Back in March I introduced image-cgroupsv2-inspector, a tool I built to scan an OpenShift cluster and identify container images whose Java, Node.js, or .NET runtimes are not compatible with cgroups v2. Since then the tool has grown substantially based on real engagements with customers who needed more than a simple cluster-level check: pre-deployment registry audits, Go workloads, images with hand-written cgroup v1 shell code, multi-day scans on large registries, and shareable reports for non-technical stakeholders.

This post walks through everything that landed between v1.0 and the current v2.5.0 release.

What’s new at a glance

Feature Release Purpose
Quay registry scan mode v2.0 Scan images directly from a Quay registry, without an OpenShift cluster
Unified CSV schema v2.0 Single schema covering both OpenShift and registry scans
Unknown compatibility status v2.1 Distinguish “binary found but version unreadable” from “incompatible”
--image-timeout v2.2 Per-image pull+scan deadline to avoid hangs on huge or broken images
--resume v2.2 Resume interrupted scans without re-processing already-analyzed images
--deep-scan v2.3 / v2.4 Heuristic detection of cgroup v1 references in scripts and binaries
Go binary scanning v2.5 Deterministic Go cgroups v2 compatibility via go version -m
HTML report v2.5 Self-contained, interactive HTML report alongside the CSV

The CSV schema has been extended in a backward-compatible way: new columns have been added, existing columns retain the same meaning, so any spreadsheet or script built against v1 output still works.

New: Quay registry scan mode

The v1.0 tool could only scan a running cluster.
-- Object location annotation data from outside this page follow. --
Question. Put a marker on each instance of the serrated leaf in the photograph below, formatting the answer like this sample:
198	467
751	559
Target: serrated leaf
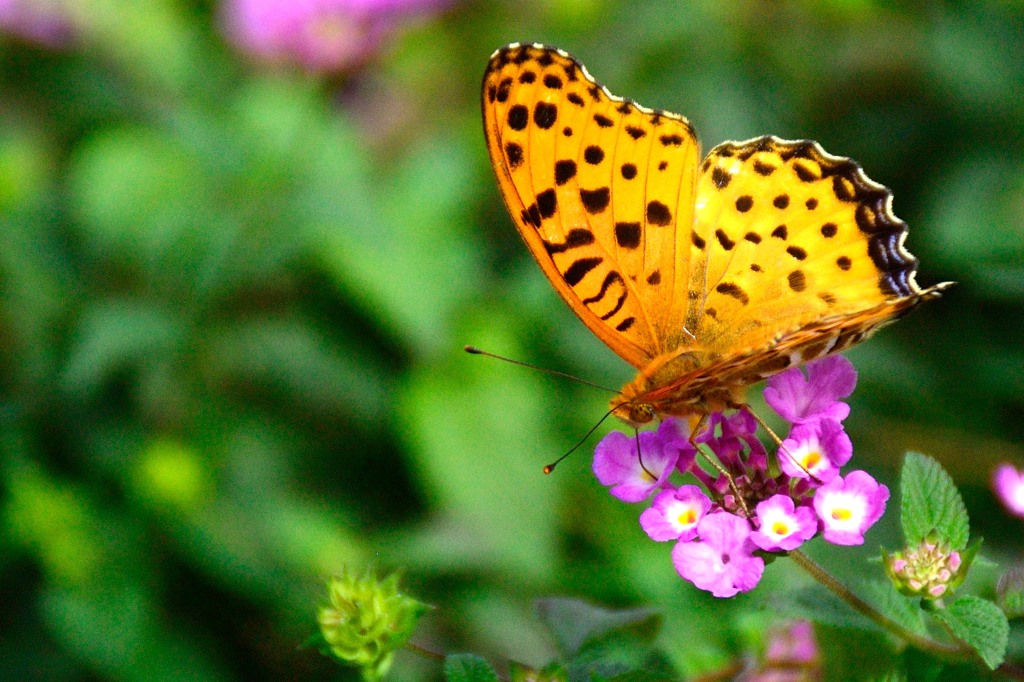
576	623
930	501
979	624
468	668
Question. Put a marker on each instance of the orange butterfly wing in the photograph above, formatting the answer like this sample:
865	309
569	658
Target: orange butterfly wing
596	185
706	276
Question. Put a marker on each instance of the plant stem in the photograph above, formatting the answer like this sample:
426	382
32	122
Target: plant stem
941	649
425	652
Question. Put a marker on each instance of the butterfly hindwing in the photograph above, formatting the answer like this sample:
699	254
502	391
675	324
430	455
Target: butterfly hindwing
707	276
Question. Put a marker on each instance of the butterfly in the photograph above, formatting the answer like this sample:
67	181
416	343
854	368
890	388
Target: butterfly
707	275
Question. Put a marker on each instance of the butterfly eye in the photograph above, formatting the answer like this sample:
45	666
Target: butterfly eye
642	413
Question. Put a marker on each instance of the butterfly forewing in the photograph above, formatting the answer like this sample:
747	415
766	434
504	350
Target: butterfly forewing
708	276
597	186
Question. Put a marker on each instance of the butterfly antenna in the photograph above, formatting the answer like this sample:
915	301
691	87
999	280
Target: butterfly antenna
551	467
473	350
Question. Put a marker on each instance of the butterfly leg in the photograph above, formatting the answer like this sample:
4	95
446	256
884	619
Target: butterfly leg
636	434
778	441
718	465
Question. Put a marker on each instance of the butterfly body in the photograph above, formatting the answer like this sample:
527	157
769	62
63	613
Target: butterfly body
709	274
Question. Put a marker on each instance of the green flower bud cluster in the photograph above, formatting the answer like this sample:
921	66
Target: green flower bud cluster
367	621
931	570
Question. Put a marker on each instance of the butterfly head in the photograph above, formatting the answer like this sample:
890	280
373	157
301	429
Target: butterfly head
633	413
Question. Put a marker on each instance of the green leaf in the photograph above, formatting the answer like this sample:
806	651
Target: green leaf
468	668
930	501
553	672
904	610
576	623
1010	592
979	624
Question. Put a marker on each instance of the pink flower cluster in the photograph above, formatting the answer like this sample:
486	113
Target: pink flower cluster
1009	484
44	22
724	527
323	36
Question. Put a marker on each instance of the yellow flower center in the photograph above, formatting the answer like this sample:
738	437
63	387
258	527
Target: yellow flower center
812	459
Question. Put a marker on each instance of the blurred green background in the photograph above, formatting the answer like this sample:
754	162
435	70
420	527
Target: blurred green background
233	295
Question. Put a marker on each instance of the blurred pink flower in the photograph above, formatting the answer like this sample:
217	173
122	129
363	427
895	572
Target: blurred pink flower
792	655
1010	487
325	36
44	22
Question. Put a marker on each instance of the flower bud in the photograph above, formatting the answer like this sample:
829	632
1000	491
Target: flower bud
931	570
367	621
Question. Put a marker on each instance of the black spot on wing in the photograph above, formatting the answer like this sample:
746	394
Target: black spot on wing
609	279
797	252
628	235
593	155
577	238
724	240
720	177
579	269
658	214
735	291
503	90
545	115
518	117
635	132
513	152
547	203
595	201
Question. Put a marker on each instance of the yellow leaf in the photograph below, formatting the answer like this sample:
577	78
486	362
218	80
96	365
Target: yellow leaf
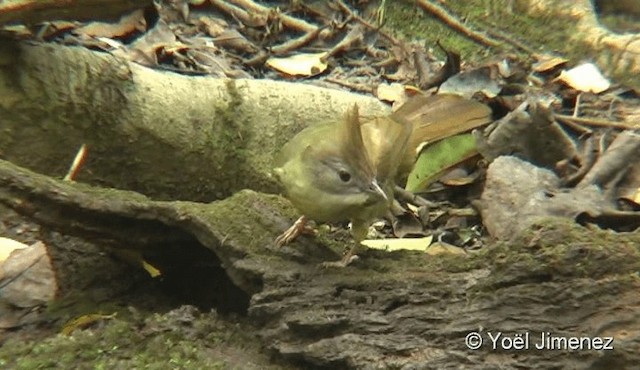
299	64
413	244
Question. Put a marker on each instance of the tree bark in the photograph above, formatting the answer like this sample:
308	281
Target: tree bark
162	134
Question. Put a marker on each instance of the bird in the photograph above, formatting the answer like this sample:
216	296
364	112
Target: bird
346	170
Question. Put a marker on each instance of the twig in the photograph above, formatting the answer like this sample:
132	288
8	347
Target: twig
296	43
78	161
355	87
594	122
364	22
287	20
236	12
448	19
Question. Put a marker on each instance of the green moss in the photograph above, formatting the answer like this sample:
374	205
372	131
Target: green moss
180	339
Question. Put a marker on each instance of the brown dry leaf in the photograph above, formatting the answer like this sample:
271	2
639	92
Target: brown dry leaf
127	24
439	248
28	279
547	63
299	64
585	77
414	244
7	246
394	93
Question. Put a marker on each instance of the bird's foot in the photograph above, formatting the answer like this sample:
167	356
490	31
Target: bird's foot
298	228
340	264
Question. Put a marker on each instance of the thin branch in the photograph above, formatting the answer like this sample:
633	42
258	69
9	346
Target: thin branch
452	22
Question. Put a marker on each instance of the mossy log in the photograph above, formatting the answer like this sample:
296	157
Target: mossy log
165	135
389	310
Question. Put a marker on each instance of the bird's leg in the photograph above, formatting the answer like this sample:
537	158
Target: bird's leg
293	232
That’s fine for a post-deployment audit, but customers were asking for the opposite workflow too: check what’s sitting in our Quay registry before anyone deploys it, so we can fix it at the source.

v2.0 introduces a dedicated registry scan mode that connects to a Quay registry via its REST API, enumerates repositories and tags in an organization, and then runs the same image analysis pipeline used by OpenShift mode.

The two modes are mutually exclusive, selected by the presence of --registry-url (registry mode) or --api-url / .env credentials (OpenShift mode):

  OpenShift mode Registry mode
Data source Running workloads Quay REST API
Authentication Bearer token (oc whoami -t) Quay Application Token
Discovery Cluster API queries Org/repo/tag enumeration
Image analysis Same (podman pull + binary scan) Same
Use case Post-deployment audit Pre-deployment / registry hygiene

Authentication

Registry mode requires a Quay Application Token (OAuth). Robot accounts are not supported because the tool needs REST API access for listing organizations and repositories, which is an Application Token-only capability.

To create one: Quay UI → Organization → Applications → Create New Application → Generate Token. Grant:

  • View all visible repositories
  • Read User Information

The same token is used to generate an auth.json on the fly for podman pulls, so there’s no separate credential setup.

Basic usage

$ ./image-cgroupsv2-inspector \
    --registry-url https://quay.example.com \
    --registry-token <TOKEN> \
    --registry-org myorg \
    --rootfs-path /tmp/images \
    --analyze

Tag filtering

Large registries have thousands of tags, and most of them are not worth scanning (dev snapshots, RCs, old releases). Three CLI options narrow the scope:

# Only include release tags
$ ./image-cgroupsv2-inspector ... --include-tags "v*,release-*"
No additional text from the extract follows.